Dia malah memelototiku. Hii, dia jadi lebih garang saat ini. "Kau ini! Maksudku bukan suara perutku, bodoh! Coba dengar baik-baik, ada suara air." aku menajamkan pendengaranku sambil memejamkan mata.
"Kau benar! Sepertinya dari arah sana!" seruku. Kemudian aku dan Liana berjalan menuju sumber suara air itu. Saat kami sampai, kami berdua terkejut dan kagum melihat keindahan air terjun yang ada di hadapan kami.
"Air!!" seru Liana sambil mengangkat kedua tangannya.
Yeah!

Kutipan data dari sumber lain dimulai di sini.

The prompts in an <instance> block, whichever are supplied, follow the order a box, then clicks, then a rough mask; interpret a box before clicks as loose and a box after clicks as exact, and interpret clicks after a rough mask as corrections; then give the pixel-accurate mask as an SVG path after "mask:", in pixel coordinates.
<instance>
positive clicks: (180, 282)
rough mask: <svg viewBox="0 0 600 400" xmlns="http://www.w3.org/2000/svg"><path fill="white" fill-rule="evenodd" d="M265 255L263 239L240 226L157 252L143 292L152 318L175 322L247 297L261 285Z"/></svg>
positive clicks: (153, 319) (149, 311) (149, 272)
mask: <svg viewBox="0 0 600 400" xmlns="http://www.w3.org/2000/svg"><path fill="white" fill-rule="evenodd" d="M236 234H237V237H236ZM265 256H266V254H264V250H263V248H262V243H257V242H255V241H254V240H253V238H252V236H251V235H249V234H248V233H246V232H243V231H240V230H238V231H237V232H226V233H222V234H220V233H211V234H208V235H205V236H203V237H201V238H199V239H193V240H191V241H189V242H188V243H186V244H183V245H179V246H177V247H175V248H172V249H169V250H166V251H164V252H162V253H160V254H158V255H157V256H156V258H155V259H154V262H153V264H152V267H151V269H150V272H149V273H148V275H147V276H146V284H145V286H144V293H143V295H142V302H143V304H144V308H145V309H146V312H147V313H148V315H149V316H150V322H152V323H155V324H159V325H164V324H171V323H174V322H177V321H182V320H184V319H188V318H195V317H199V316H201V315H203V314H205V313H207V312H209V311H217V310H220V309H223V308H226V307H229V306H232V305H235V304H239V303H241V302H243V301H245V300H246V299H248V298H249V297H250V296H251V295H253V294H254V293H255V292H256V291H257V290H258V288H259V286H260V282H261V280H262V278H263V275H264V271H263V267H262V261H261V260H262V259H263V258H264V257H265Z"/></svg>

Air! Pasti menyenangkan mandi di sana. Tapi baru saja aku mau melepas bajuku, Liana berteriak sambil menutup wajahnya.
"Ada apa?!" tanyaku panik sambil menghampirinya.

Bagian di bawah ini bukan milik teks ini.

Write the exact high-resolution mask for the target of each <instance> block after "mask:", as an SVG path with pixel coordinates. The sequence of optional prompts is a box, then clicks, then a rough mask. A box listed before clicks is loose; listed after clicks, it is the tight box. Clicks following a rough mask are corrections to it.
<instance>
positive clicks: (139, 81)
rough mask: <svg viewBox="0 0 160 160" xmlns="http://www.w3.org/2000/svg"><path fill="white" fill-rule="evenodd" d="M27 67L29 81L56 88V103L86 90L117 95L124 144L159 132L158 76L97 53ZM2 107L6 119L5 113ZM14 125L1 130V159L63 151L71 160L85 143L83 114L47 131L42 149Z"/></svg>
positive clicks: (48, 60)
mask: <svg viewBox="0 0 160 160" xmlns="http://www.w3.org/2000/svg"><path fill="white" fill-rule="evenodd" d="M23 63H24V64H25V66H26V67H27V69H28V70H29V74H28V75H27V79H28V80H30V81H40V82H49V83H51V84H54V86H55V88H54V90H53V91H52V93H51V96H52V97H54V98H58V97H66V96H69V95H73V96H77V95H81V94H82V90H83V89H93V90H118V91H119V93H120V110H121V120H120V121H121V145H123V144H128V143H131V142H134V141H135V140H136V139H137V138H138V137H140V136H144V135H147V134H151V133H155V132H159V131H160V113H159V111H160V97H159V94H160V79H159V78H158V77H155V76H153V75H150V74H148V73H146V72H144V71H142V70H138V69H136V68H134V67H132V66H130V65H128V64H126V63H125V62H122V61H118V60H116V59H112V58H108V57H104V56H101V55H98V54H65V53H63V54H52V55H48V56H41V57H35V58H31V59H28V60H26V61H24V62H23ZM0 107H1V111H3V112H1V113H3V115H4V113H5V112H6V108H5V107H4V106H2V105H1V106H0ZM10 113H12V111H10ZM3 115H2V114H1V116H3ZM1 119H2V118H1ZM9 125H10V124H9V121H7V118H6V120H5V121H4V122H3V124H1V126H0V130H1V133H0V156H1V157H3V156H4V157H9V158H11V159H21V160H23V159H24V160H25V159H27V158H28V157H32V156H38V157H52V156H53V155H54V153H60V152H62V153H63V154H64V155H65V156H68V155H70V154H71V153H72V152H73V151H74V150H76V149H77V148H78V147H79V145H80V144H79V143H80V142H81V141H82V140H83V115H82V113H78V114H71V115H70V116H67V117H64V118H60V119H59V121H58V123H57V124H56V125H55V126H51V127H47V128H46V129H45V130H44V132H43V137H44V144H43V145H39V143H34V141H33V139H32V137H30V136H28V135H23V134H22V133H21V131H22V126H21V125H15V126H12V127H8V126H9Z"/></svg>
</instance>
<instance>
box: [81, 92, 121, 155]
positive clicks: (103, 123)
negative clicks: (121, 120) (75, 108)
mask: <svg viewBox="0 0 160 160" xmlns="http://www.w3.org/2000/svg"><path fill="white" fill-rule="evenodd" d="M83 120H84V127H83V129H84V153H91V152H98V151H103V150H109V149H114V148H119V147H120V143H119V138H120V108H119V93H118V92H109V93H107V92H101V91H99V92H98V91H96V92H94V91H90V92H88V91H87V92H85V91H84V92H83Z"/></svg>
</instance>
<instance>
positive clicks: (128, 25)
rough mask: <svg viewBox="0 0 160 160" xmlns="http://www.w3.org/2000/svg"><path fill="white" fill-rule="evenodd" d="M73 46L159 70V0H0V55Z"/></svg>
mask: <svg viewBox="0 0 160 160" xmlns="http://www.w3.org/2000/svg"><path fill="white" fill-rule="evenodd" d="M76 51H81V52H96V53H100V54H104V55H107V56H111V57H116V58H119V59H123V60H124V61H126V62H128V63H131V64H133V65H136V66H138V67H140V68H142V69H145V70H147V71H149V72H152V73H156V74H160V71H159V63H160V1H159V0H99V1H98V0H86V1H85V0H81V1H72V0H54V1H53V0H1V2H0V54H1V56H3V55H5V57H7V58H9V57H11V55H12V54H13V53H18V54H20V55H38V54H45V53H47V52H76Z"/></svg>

"Apa yang kau lakukan?!" Liana balik bertanya padaku tanpa membuka matanya.
"Memangnya apa yang kulakukan?" tanyaku bingung.
"Kau mau melepas bajumu! Apa kau gila?!" sedetik kemudian aku melongo. Dia ini terlalu polos. Padahal kan aku hanya membuka bajuku. Mau tak mau, aku menahan tawaku.
"Memangnya tidak boleh?" ujarku menggodanya.
"Bu.. Bukan begitu, tapi.. Tapi aku kan--"
"Ck, kau ini. Yang jelas aku tidak melepas celanaku kan?" ujarku menggodanya. Dia membuka wajahnya dan memukul bahuku. Pipinya merah sekali. Rasanya aku ingin mencubit pipinya. Aku hanya tertawa melihatnya salah tingkah.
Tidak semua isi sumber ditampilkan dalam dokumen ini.